The most worrying UAP episodes for national security-minded readers involved 18 outlier instances in which it was reported that the object displayed “unusual flight characteristics.” In these cases, investigators could not rule out the possibility that it was the result of sensor errors, cyberattack, or misperception. In the end, intelligence authorities recommend increased funding to the task force to develop a more robust data collection and analysis system.
This is by no means the first government fact-finding effort in this arena. After 1947, the U.S. Air Force established a series of UFO investigation task forces, the most prominent being Project Blue Book during the years 1952-1969. In 1953, the Central Intelligence Agency convened a small panel of consultants to look into the matter. Finally, the Air Force sponsored a scientific study of the UFO phenomenon by the University of Colorado between 1966 and 1968.

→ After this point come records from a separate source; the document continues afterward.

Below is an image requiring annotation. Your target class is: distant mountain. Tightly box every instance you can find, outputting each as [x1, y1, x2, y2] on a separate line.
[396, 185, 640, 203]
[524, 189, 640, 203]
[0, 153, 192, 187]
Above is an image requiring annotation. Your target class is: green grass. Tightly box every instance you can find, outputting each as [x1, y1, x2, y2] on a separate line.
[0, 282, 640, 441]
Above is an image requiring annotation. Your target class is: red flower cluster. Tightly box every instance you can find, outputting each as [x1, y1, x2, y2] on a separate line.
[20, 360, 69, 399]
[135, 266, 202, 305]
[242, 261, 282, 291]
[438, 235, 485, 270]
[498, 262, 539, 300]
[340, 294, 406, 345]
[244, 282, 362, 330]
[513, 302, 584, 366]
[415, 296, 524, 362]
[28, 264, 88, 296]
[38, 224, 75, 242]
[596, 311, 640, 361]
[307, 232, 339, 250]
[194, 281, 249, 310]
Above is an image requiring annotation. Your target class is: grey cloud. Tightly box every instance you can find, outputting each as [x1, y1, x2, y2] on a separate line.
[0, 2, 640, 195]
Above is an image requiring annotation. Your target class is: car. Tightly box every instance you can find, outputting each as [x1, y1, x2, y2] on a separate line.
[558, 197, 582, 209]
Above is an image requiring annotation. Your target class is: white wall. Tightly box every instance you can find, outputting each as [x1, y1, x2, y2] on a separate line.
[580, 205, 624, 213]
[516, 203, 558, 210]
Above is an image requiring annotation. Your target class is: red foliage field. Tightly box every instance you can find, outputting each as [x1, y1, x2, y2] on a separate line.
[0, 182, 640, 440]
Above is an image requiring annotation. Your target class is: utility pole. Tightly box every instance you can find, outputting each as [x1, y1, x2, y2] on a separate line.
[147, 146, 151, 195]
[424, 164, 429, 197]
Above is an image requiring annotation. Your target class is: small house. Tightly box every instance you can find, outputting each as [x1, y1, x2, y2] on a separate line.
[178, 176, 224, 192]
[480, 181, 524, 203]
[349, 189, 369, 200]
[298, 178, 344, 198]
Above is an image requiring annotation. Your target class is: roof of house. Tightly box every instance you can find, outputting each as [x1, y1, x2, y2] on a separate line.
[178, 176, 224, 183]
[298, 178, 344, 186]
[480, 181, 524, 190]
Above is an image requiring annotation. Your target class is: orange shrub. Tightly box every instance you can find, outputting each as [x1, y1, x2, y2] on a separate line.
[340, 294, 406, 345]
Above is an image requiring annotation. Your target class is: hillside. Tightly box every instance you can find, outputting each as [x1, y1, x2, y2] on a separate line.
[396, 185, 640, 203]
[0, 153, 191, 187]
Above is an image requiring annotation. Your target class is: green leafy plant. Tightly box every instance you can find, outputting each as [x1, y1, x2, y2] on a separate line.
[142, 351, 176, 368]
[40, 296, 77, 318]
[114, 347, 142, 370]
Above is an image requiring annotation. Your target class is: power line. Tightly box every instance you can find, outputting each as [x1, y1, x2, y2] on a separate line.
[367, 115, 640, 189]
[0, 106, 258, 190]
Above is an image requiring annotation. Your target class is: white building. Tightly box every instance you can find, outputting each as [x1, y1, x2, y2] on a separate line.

Civilian UFO researchers and enthusiasts have soundly criticized these undertakings for what they see as evidence of bias and secrecy. Nevertheless, in all these cases, officials publicly concluded that most reports of UFOs were explicable and presented no reason for concern, and that the residue of inexplicable cases did not pose a national security threat.
In short, the ODNI Preliminary Assessment is all too familiar. Modern investigation of UAPs has been hampered by inconsistent standards of reporting and limited resources, and as in the past, officials on the whole appear unruffled by such reports. And once again, government agencies leave room for ambiguity in admitting that there are a number of anomalous incidents.
ODNI’s preliminary report does break some new ground, however. It clearly states that most unidentified aerial phenomena reported are physical objects. It also admits that a culture of dismissiveness and ridicule within the military and intelligence communities has inhibited witnesses from coming forward, which may partly explain the shortcomings in reporting. In fact, the Preliminary Assessment appears to open the way for more scientists and technical experts to join the discussion, although how they should do that remains unclear.
We can expect that intelligence analysts will continue to monitor the situation. Activists will take to social media to demand full disclosure by government agencies. And both skeptics and believers in alien visitation will come away feeling that their side has won the day. Far from the end of the UFO controversy, this is just the beginning of a new chapter.